Stack Overflow Will Charge AI Giants For Training Data (wired.com) 31
"Community platforms that fuel LLMs absolutely should be compensated for their contributions so that companies like us can reinvest back into our communities to continue to make them thrive," Stack Overflow's Chandrasekar says. "We're very supportive of Reddit's approach." Chandrasekar described the potential additional revenue as vital to ensuring Stack Overflow can keep attracting users and maintaining high-quality information. He argues that will also help future chatbots, which need "to be trained on something that's progressing knowledge forward. They need new knowledge to be created." But fencing off valuable data also could deter some AI training and slow improvement of LLMs, which are a threat to any service that people turn to for information and conversation. Chandrasekar says proper licensing will only help accelerate development of high-quality LLMs.

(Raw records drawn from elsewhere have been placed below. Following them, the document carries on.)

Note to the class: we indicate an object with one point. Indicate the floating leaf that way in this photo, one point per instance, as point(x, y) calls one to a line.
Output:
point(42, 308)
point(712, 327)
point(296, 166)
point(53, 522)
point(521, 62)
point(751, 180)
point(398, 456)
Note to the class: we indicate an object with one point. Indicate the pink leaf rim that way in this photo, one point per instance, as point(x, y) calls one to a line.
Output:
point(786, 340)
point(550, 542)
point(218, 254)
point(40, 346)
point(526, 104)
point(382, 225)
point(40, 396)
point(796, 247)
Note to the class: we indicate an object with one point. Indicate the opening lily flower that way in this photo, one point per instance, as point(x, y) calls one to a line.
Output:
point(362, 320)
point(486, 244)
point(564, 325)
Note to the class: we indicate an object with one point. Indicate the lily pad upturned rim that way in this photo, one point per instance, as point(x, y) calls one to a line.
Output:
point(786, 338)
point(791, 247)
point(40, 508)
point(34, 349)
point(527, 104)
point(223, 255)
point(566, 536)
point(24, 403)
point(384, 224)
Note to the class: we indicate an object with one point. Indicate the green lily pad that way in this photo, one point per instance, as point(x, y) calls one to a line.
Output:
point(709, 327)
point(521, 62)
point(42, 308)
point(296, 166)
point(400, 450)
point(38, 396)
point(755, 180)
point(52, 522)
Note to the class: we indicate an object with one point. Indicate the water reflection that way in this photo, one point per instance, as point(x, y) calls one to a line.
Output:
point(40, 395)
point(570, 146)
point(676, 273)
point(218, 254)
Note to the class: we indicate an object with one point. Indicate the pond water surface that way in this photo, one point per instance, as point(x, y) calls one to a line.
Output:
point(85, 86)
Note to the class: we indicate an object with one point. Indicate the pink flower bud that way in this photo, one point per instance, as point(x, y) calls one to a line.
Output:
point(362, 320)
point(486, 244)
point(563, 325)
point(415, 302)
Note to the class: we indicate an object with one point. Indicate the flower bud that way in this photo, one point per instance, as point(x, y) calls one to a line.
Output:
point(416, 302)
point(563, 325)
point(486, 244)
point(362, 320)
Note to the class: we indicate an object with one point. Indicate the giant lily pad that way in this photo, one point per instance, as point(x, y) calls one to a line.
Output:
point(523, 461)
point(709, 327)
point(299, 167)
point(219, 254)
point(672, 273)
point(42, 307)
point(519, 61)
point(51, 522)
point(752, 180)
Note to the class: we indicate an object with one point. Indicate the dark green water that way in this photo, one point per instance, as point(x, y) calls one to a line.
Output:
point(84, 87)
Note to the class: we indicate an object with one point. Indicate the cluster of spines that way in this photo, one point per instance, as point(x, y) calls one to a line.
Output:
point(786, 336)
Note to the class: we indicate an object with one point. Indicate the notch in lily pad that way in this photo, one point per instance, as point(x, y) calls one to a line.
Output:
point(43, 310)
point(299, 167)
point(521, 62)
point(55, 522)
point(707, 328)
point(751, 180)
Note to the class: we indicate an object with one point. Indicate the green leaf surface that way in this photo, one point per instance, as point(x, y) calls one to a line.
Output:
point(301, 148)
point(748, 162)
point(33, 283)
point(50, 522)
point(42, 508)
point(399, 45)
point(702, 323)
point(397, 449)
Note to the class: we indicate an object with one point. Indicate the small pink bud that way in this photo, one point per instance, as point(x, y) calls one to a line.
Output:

Chandrasekar says that LLM developers are violating Stack Overflow's terms of service. Users own the content they post on Stack Overflow, as outlined in its TOS, but it all falls under a Creative Commons license that requires anyone later using the data to mention where it came from. When AI companies sell their models to customers, they "are unable to attribute each and every one of the community members whose questions and answers were used to train the model, thereby breaching the Creative Commons license," Chandrasekar says. Neither Stack Overflow nor Reddit has released pricing information. "Both Stack Overflow and Reddit will continue to license data for free to some people and companies," notes Wired. "Chandrasekar says Stack Overflow only wants remuneration only from companies developing LLMs for big, commercial purposes."
"When people start charging for products that are built on community-built sites like ours, that's where it's not fair use," he says.